O descarrilamento do trem rubro-negro

Houve tempo, paciência e até boa vontade para esperar resultados das mudanças promovidas pelo presidente Luiz Eduardo Baptista, o Bap, e por seu homem de confiança no futebol, José Boto. Até agoa, porém, a prometida modernização parece menos um projeto esportivo e mais uma sucessão de decisões mal explicadas, sustentadas por arrogância, improvisação e uma preocupante incapacidade de reconhecer os próprios erros.

A demissão de Filipe Luís - técnico e símbolo do Flamengo vencedor de 2025 - foi o primeiro sinal de que o clube poderia estar perdendo o rumo. Desde então, a sensação é de que o Flamengo foi colocado sobre trilhos defeituosos. O trem ainda avançava por força da qualidade do elenco, mas o risco de descarrilamento já estava anunciado. Em meados de 2026, o que parecia apenas um temor transformou-se em realidade esportiva.

Bap comporta-se como se fosse proprietário do Flamengo, e não presidente temporário de uma instituição centenária. Falta-lhe humildade para ouvir, serenidade para administrar e transparência para prestar contas. E há uma contradição evidente em sua pose de renovador: embora tenha sido eleito como representante da oposição, participou do grupo político que comandou o clube anteriormente. Vende ruptura, mas carrega no currículo o DNA da continuidade. Trocaram-se os discursos; os vícios permaneceram.

Uma demissão sem coragem nem transparência

A saída de Filipe Luís foi cercada por ruído, versões desencontradas e um constrangedor jogo de empurra. Afinal, quem decidiu pela demissão: José Boto ou Bap? Nos primeiros momentos, ninguém parecia disposto a assumir a responsabilidade. Dias depois, ambos admitiram que o destino do treinador já estava selado antes mesmo da final do Campeonato Carioca.

A goleada por 8 a 0, que em qualquer ambiente minimamente racional provocaria ao menos uma reavaliação, não significou absolutamente nada para a diretoria. A decisão estava tomada, independentemente do desempenho em campo. Não houve análise: houve sentença. E quando os fatos deixam de importar, a gestão abandona a racionalidade e passa a ser conduzida por vaidades pessoais.

José Boto e a distância entre a fama e a entrega

José Boto chegou ao Flamengo cercado de empáfia e embalado pela reputação de especialista em observação e montagem de elencos. Até aqui, no entanto, a imagem construída no discurso é muito maior do que o trabalho apresentado. O suposto grande scout ainda não demonstrou capacidade proporcional ao poder que recebeu. Quando se examinam suas decisões, sobra pose e falta resultado.

O maior exemplo é a contratação de Leonardo Jardim. Trata-se de um treinador de currículo respeitável, mas cujo trabalho no Flamengo produziu, até agora, um time descaracterizado, burocrático e assustadoramente previsível. A equipe que antes pressionava, sufocava e impunha seu jogo passou a tocar a bola para trás como se a própria meta fosse uma ameaça.

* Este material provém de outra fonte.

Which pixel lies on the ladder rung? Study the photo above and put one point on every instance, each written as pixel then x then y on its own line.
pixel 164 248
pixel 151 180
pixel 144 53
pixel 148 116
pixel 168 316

O Flamengo já não controla as partidas, não sabe administrar vantagens e raramente encurrala o adversário. Pior: jogadores reconhecidos pela criatividade e pela capacidade individual parecem presos a um modelo que limita suas virtudes. Em vez de potencializar o elenco, Jardim o domesticou. Transformou talento em cautela, agressividade em hesitação e protagonismo em burocracia.

É natural, portanto, que a arquibancada manifeste sua indignação. A torcida do Flamengo não costuma aceitar passivamente um time rico, caro e tecnicamente qualificado jogando um futebol pobre. Os protestos contra o treinador, Boto e Bap serão consequência direta do que se vê em campo e da falta de respostas fora dele. Quem administra o Flamengo precisa compreender que cobrança não é ingratidão: é parte inseparável da grandeza do clube.

O maquinista do desastre

Bap justificou a demissão de Filipe Luís dizendo que sentia o trem seguindo pelo trilho errado. A metáfora agora se volta contra ele.

Presidente, olhe pelo retrovisor: foi sua gestão que mudou os trilhos, escolheu os condutores e acelerou na direção equivocada. O Flamengo não se perdeu sozinho. Foi empurrado para esse caminho por decisões tomadas sem transparência, sustentadas por vaidade e protegidas por discursos que já não resistem aos resultados.

O trem rubro-negro está perto do descarrilamento. E, se isso acontecer, não será obra do acaso, da arbitragem ou da falta de sorte. Será consequência direta de uma gestão que confundiu autoridade com soberba, planejamento com voluntarismo e o Flamengo com propriedade particular.

A essa altura, talvez só São Jorge para proteger o clube. Porque, de seus dirigentes, a torcida já aprendeu a não esperar milagres.